AURORA | The Aurora Police Department has been tabbed to receive more than $850,000 in federal grant money to help pay for body-worn cameras over the next three years, according to the U.S. Attorney’s Office for Colorado.
The city was the only municipality in Colorado to receive a slice of a $20.5 million pot awarded to 82 agencies across the country to supplement the cost of body cameras and “improve their capacity to gather evidence and protect the safety of law enforcement officers and citizens,” according to Department of Justice documents. The grant is coordinated through the Bureau of Justice Assistance and the National Institute of Justice.
The city will receive a total of $852,580 over the course of three years, according to a spokesman for Aurora police.
“This grant will help make (the) Aurora Police Department better and thus the people of Aurora safer,” U.S. Attorney for Colorado Jason Dunn said in a statement.
Body cameras in Aurora have been frequent fodder for criticism in recent months after multiple officers had their cameras become dislodged during the arrest of 23-year-old Elijah McClain in August. McClain died several days after he was arrested.
“One thing we didn’t hear adequately explained (at a news conference) is just how it is that all of the on-scene officers who were physically involved in bringing down Elijah McClain … managed to miraculously shed their body cameras so that you as a community do not have an opportunity to see what really happened,” the McClain family’s attorney Mari Newman said at a protest in front of the Aurora Municipal Center in November.
Outgoing Aurora Police Chief Nick Metz has underscored that the officers who interacted with McClain did not intentionally strip their cameras from their chest-mounted holsters, and that displacing various parts of a police uniform during an arrest is common. He added that the city is actively working to find a new vendor to supply the department’s body-worn cameras.
City Councilwoman Nicole Johnston, who has called for additional oversight of the police department following McClain’s death, said at a community forum earlier this month that the city will “absolutely” be pursuing a new body-worn camera vendor next year.
The full city council agreed to extend the city’s current contract with its body camera vendor, Axon/Vievu, last month for a fifth and final year. The one-year deal will cost the city $286,899, according to city documents.

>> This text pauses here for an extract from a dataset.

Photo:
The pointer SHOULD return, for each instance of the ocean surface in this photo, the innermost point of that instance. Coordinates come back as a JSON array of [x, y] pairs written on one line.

Johnston said she and other members of council agreed to extend the current contract despite the recent issues with cameras coming off because officers would have had to operate without cameras had the agreement been axed.
The bulk of the city’s body camera contract covers data storage, according to Officer Tony Camacho, spokesman for the Aurora Police Department. The city currently pays about $24,000 per month for camera data storage.
Camacho said the city is anticipating paying as much as three times that monthly total under a new contract with a new vendor next year.
“When we signed the current contract we were able to negotiate a very favorable rate,” he wrote in an email.
City Budget Manager Greg Hays said the bulk of the grant funds will be allocated to cover those additional contractual costs when council members ink a new agreement next fall.
“I don’t think it will be for more equipment as much as it will be for covering the new cost,” Hays said.
The city will continue to allocate funds for the cameras, according to Hays. The grant funding will not completely cover the city’s costs, but will augment the expected price bump.
“What this grant is going to allow us to do is to absorb those cost increases when we go with a new vendor, and that’s where I think this grant is very well-timed and will be very helpful,” Deputy City Manager Jason Batchelor said.
The city currently has licenses for 525 body-worn cameras, according to Camacho.